All of lore.kernel.org
 help / color / mirror / Atom feed
From: Dongsheng Yang <yangds.fnst@cn.fujitsu.com>
To: <linux-btrfs@vger.kernel.org>
Cc: Dongsheng Yang <yangds.fnst@cn.fujitsu.com>
Subject: [PATCH 2/4] Btrfs: qgroup: Introduce a may_use to account space_info->bytes_may_use.
Date: Tue, 10 Feb 2015 18:23:46 +0800	[thread overview]
Message-ID: <1423563828-9053-3-git-send-email-yangds.fnst@cn.fujitsu.com> (raw)
In-Reply-To: <1423563828-9053-1-git-send-email-yangds.fnst@cn.fujitsu.com>

Currently, for pre_alloc or delay_alloc, the bytes will be accounted
in space_info by the three guys.
space_info->bytes_may_use --- space_info->reserved --- space_info->used.
But on the other hand, in qgroup, there are only two counters to account the
bytes, qgroup->reserved and qgroup->excl. And qg->reserved accounts
bytes in space_info->bytes_may_use and qg->excl accounts bytes in
space_info->used. So the bytes in space_info->reserved is not accounted
in qgroup. If so, there is a window we can exceed the quota limit when
bytes is in space_info->reserved.

Example:
	# btrfs quota enable /mnt
	# btrfs qgroup limit -e 10M /mnt
	# for((i=0;i<20;i++));do fallocate -l 1M /mnt/data$i; done
	# sync
	# btrfs qgroup show -pcre /mnt
qgroupid rfer     excl     max_rfer max_excl parent  child
-------- ----     ----     -------- -------- ------  -----
0/5      20987904 20987904 0        10485760 ---     ---

qg->excl is 20987904 larger than max_excl 10485760.

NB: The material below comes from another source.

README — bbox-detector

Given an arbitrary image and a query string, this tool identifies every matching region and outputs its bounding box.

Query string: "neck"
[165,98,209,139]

This patch introduce a new counter named may_use to qgroup, then
there are three counters in qgroup to account bytes in space_info
as below.
space_info->bytes_may_use --- space_info->reserved --- space_info->used.
qgroup->may_use           --- qgroup->reserved     --- qgroup->excl

With this patch applied:
	# btrfs quota enable /mnt
	# btrfs qgroup limit -e 10M /mnt
	# for((i=0;i<20;i++));do fallocate -l 1M /mnt/data$i; done
fallocate: /mnt/data9: fallocate failed: Disk quota exceeded
fallocate: /mnt/data10: fallocate failed: Disk quota exceeded
fallocate: /mnt/data11: fallocate failed: Disk quota exceeded
fallocate: /mnt/data12: fallocate failed: Disk quota exceeded
fallocate: /mnt/data13: fallocate failed: Disk quota exceeded
fallocate: /mnt/data14: fallocate failed: Disk quota exceeded
fallocate: /mnt/data15: fallocate failed: Disk quota exceeded
fallocate: /mnt/data16: fallocate failed: Disk quota exceeded
fallocate: /mnt/data17: fallocate failed: Disk quota exceeded
fallocate: /mnt/data18: fallocate failed: Disk quota exceeded
fallocate: /mnt/data19: fallocate failed: Disk quota exceeded
	# sync
	# btrfs qgroup show -pcre /mnt
qgroupid rfer    excl    max_rfer max_excl parent  child
-------- ----    ----    -------- -------- ------  -----
0/5      9453568 9453568 0        10485760 ---     ---

Reported-by: Cyril SCETBON <cyril.scetbon@free.fr>
Signed-off-by: Dongsheng Yang <yangds.fnst@cn.fujitsu.com>
---
 fs/btrfs/extent-tree.c | 20 ++++++++++++++-
 fs/btrfs/inode.c       | 18 ++++++++++++-
 fs/btrfs/qgroup.c      | 68 +++++++++++++++++++++++++++++++++++++++++++++++---
 fs/btrfs/qgroup.h      |  4 +++
 4 files changed, 104 insertions(+), 6 deletions(-)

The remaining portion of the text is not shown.